You should include enough detail to convince the grader that you understand what you’re doing. The actual amount will depend on the grader and on the level of the course. In your example the first answer might be appropriate in a first introduction to algebra in secondary school or in a low-level remedial course in college and the second in a brush-up pre-calculus algebra course, while at any higher level you could probably go directly from $5x+7=17$ to $x=2$.
Once the term is well under way, it may also depend on the impression that you’ve already made: I’ve generally wanted to see a bit more detail from weaker students than I need to see from the stronger students.

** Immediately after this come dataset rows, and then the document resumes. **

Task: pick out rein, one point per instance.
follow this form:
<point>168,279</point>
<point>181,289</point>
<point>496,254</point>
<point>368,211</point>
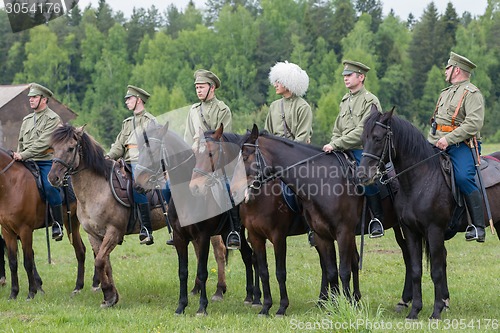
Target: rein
<point>257,183</point>
<point>388,148</point>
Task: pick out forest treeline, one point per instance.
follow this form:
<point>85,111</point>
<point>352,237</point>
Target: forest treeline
<point>90,55</point>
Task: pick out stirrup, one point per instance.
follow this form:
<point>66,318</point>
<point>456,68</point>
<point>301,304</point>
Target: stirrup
<point>376,221</point>
<point>57,237</point>
<point>233,246</point>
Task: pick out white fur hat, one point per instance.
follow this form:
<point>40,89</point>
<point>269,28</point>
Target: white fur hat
<point>291,76</point>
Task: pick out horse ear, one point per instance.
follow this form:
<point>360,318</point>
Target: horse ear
<point>80,130</point>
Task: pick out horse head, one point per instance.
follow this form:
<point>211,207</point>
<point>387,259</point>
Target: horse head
<point>377,146</point>
<point>67,144</point>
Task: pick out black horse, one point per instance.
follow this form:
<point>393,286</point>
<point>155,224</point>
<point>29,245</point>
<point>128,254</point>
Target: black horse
<point>424,202</point>
<point>165,148</point>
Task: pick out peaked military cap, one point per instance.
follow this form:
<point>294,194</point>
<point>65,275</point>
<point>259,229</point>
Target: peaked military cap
<point>461,62</point>
<point>37,89</point>
<point>204,76</point>
<point>354,67</point>
<point>137,92</point>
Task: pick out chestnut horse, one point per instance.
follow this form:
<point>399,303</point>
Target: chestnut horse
<point>157,151</point>
<point>424,202</point>
<point>22,211</point>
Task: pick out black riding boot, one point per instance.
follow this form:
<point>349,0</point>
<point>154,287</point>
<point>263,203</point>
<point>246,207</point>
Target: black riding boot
<point>57,222</point>
<point>146,234</point>
<point>375,227</point>
<point>233,239</point>
<point>474,203</point>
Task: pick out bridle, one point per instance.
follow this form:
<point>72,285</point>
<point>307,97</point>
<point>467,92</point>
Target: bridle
<point>390,152</point>
<point>260,178</point>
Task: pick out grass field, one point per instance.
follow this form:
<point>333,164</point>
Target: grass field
<point>146,278</point>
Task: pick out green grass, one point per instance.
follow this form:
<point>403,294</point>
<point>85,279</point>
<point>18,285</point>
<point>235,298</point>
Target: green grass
<point>146,278</point>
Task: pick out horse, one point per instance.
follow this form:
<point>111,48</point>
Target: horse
<point>265,214</point>
<point>157,151</point>
<point>22,210</point>
<point>102,216</point>
<point>424,202</point>
<point>2,262</point>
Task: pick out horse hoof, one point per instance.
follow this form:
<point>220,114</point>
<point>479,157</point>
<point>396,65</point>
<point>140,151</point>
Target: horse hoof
<point>75,292</point>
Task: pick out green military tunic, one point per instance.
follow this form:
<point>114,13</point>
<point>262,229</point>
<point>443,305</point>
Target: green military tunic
<point>470,115</point>
<point>298,119</point>
<point>207,116</point>
<point>353,111</point>
<point>34,135</point>
<point>126,142</point>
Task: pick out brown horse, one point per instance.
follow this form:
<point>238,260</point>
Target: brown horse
<point>424,202</point>
<point>164,147</point>
<point>22,210</point>
<point>102,216</point>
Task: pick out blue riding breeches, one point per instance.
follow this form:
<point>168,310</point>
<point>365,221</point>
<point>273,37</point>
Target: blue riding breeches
<point>369,189</point>
<point>463,167</point>
<point>52,194</point>
<point>138,197</point>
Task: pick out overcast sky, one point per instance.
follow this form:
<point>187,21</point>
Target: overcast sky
<point>401,7</point>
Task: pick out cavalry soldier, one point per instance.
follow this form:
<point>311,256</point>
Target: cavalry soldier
<point>291,116</point>
<point>354,108</point>
<point>207,115</point>
<point>34,139</point>
<point>457,119</point>
<point>126,146</point>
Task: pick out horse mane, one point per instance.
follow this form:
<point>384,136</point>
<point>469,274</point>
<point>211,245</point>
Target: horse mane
<point>92,155</point>
<point>408,140</point>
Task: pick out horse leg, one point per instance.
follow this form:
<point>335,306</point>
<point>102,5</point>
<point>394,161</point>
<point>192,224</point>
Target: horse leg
<point>2,262</point>
<point>247,257</point>
<point>280,258</point>
<point>26,237</point>
<point>202,273</point>
<point>437,251</point>
<point>414,242</point>
<point>406,295</point>
<point>181,246</point>
<point>80,250</point>
<point>11,244</point>
<point>103,267</point>
<point>220,259</point>
<point>347,246</point>
<point>259,249</point>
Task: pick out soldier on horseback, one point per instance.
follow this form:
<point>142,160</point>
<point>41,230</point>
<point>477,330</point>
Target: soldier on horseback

If you find the material fairly easy, you may also find that more detail is wanted than you think is necessary. You may well be right as far as explaining the calculation to yourself is concerned, but that’s not what you’re doing (except as a secondary goal): as I said, you’re really trying to convince the grader that you understand what you’re doing, and that may require more detail than you need to convince yourself.
The most direct way to find out what’s expected is to follow Todd Wilcox’s suggestion in the comments: prepare some sample answers, and ask the instructor. Failing that, a good rule of thumb is:
When in doubt, give a little more detail rather than a little less.
It’s certainly possible to overdo the detail $-$ in almost all college-level settings your first example would be overdoing it $-$ but in my experience it’s much safer to err on the side of too much until you discover the instructor’s sweet spot.